Andare a Napoli solo per entrare in un museo? Può sembrare un paradosso.
Napoli è una città talmente vivace, che infonde energia al solo camminare nelle sue strade, che l’idea di arrivarci per chiudersi subito in un museo, magari in una giornata di sole, risuona per lo meno come una “stranezza”.
Io, però, ero certa. Il Mann (Museo Archeologico Nazionale di Napoli) meritava il sacrificio di ore luminose e dei suoni delle strade trafficate del centro città. Una certezza che mi ha ampiamente ripagata.
Obiettivo: Collezione Farnese
Scopo della visita era vedere quella parte della preziosa Collezione Farnese che è esposta al Mann e di cui i Borboni di Napoli entrarono in possesso per via ereditaria, oltre ad altri tesori d’arte conservati a Palazzo Reale, alla Reggia di Capodimonte e a quella di Caserta.
In questa visita al Museo Archeologico ho voluto dedicarmi principalmente alla scultura antica, magnifici pezzi che Alessandro Farnese (divenuto papa Paolo III) iniziò a collezionare a metà ‘500.
Una raccolta che negli anni successivi si arricchì con i ritrovamenti di grandi capolavori rinvenuti a Roma, in particolare alle Terme di Caracalla.
Appena mi affaccio alla prima delle sale, dove installazioni contemporanee “commentano” e si integrano con l’arte antica, vengo quasi “assalita” dai due Tirannicidi, copia romana di un antico gruppo greco del V sec. a. C.
Il più giovane è colto mentre si slancia, nel gesto di alzare la spada per assassinare Ipparco, tiranno di Atene. L’altro tiene un braccio teso e l’arma ormai rivolta in basso. Perfetti i corpi che sembrano vibrare nella tensione.
I visi invece trasmettono la tranquillità senza emozioni di chi è pienamente consapevole e deciso ad assumere la tremenda responsabilità del proprio gesto.
Con ancora negli occhi il movimento di quei corpi, Artemide Efesia mi impressiona con la ieraticità del portamento e le inusuali “decorazioni” che fanno fermare davanti a lei più di un visitatore incuriosito. In prezioso alabastro giallo, è la copia di una immagine venerata nel tempio di Efeso.
Sull’abito della dea, dominatrice delle forze selvagge della natura, teste di tori, di leoni e di cavalli, ma anche api che si accostano ai fiori.

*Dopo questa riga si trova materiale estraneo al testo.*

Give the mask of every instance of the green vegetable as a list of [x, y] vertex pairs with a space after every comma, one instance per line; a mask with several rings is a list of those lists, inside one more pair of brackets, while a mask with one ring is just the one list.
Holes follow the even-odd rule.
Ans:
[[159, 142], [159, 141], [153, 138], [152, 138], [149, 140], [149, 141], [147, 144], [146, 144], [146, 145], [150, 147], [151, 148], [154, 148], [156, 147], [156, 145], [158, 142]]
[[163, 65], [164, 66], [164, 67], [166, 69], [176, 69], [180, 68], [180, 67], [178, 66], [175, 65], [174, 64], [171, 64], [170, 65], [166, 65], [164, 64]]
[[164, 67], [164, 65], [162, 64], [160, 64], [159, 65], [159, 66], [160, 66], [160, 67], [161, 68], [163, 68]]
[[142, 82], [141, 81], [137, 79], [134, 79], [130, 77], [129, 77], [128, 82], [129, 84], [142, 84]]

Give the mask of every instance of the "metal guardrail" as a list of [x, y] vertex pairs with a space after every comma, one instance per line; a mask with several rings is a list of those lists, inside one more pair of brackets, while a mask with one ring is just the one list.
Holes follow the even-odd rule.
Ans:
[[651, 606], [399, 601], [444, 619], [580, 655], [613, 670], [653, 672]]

Ogni dettaglio della sua figura rimanda a un significato simbolico, come le quattro fila di protuberanze che porta sul petto, identificate come mammelle o come scroti di toro, comunque simboli di fertilità, della forza generatrice della natura.
Un’altra forza, più brutale, è quella del Toro Farnese, un bellissimo gruppo ellenistico tratto un unico blocco di marmo, la più grande scultura antica (3,70 mt), ritrovata nel 1545 alle Terme di Caracalla.
Di datazione e di autore non certi, è la rappresentazione, estremamente dinamica nella torsione e nell’impeto dei corpi dei due giovani e del toro, del supplizio di Dirce, legata a un animale furioso dai nipoti che volevano vendicare i maltrattamenti da lei inflitti per gelosia alla loro bellissima madre, amata da Zeus.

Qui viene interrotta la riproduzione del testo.